Optimizing inserts and deletes on a single large table

  • Our company has a very large table (150 million rows) to which we add 1000 rows per minute via a trigger on another table. At the same time, we are deleting older rows through a job which runs every few minutes. I am wondering if anyone would have any recommendations for ensuring that the delete process and insert trigger do not lead to much contention. THe rows that we delete are at the other end of the table, so to speak, from the rows that we are inserting. But occasionally we experience some sluggishness in the whole process.

    We are using Sql Server 2005.

  • You would probably want to partition this table across multiple Volumes, additionally insuring that none of these volumes shared any physical disks. You should probably use a partitioning function that put the new instered records on a different volume(s) than the old to-be-deleted records.

    [font="Times New Roman"]-- RBarryYoung[/font], [font="Times New Roman"] (302)375-0451[/font] blog: MovingSQL.com, Twitter: @RBarryYoung[font="Arial Black"]
    Proactive Performance Solutions, Inc.
    [/font]
    [font="Verdana"] "Performance is our middle name."[/font]

  • Partioning is a good idea, but in addition is it worth it to try to put in hints like WITH ROWLOCK on the transactions that delete and insert, or is that not going to make much difference?

  • I doubt that ti would make much difference. Though you could always test it to see for you specific case.

    [font="Times New Roman"]-- RBarryYoung[/font], [font="Times New Roman"] (302)375-0451[/font] blog: MovingSQL.com, Twitter: @RBarryYoung[font="Arial Black"]
    Proactive Performance Solutions, Inc.
    [/font]
    [font="Verdana"] "Performance is our middle name."[/font]

  • Forgot to mention that we are using Standard Edition and Not Enterprise, so I guess the partitioning of the table is out, right, or rather it would have to be simulated with a partition view??
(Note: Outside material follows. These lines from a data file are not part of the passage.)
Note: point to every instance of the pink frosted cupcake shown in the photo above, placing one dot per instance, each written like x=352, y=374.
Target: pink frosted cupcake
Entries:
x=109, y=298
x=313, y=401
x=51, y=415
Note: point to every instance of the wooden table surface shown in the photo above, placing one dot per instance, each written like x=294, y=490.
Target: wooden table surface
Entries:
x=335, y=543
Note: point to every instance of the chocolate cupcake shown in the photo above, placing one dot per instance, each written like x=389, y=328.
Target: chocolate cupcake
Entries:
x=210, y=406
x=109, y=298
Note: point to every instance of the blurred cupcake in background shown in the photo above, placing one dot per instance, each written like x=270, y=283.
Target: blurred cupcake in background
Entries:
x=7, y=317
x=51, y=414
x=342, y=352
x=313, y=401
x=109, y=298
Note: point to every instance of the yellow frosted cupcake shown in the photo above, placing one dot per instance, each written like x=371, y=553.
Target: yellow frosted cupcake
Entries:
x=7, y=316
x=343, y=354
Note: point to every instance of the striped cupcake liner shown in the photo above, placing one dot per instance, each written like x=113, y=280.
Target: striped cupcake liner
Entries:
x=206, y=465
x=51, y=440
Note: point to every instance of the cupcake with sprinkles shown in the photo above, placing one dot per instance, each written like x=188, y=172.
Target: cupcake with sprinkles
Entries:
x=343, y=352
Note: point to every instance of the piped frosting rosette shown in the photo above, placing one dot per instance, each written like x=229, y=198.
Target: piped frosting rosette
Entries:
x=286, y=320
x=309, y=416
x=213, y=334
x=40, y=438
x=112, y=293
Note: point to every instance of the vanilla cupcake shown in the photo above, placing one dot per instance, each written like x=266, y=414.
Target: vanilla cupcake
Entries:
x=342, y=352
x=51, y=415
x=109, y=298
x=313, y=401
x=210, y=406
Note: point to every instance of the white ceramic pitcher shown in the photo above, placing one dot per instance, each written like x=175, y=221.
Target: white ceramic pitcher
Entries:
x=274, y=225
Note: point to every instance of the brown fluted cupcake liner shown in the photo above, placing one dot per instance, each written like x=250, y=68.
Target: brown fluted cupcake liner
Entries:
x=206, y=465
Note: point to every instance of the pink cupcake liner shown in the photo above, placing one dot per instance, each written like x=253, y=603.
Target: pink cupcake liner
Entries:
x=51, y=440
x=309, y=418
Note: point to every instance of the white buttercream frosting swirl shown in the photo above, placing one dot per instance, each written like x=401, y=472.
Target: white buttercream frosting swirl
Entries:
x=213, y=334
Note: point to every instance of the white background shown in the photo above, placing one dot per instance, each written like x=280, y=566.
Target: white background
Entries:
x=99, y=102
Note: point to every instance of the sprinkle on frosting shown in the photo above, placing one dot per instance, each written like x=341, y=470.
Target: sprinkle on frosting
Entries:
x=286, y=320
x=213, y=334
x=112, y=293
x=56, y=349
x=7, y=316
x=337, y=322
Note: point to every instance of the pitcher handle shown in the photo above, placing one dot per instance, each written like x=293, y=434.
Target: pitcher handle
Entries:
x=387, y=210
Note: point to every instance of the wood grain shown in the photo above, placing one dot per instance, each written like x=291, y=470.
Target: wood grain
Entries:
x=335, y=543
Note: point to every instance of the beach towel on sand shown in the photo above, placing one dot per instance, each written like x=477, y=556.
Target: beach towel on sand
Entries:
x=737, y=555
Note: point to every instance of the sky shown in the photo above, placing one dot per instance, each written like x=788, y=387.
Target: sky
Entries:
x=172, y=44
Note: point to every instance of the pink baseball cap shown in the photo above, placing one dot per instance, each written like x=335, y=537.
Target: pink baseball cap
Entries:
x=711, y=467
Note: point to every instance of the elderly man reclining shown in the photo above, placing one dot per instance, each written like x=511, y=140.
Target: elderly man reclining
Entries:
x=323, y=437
  • Yes - partitioning is an Enterprise-only feature. You could indeed consider using a partitioned view, but you should probably take a step back before making such a big change. One very sound approach is to identify bottlenecks in the existing system, and then make changes to improve matters. The key is to work based on evidence rather than simply applying whatever 'best practice' comes to hand.

    The subject is a complex one, and there is nowhere near enough detail in your posts to make any recommendations. For example, if your system is constrained by logging or free buffer pool pages, rather than data file I/O, partitioning tables and placing them on separate physical disks is highly unlikely to make much of an impact.

    The best papers available, to my knowledge, discussing how to approach this sort of project are linked to below - both feature senior figures from Microsoft. The basic strategy is to measure the 'waits and queues' over the system as a whole, and then apply targeted measures to improve those things most in need.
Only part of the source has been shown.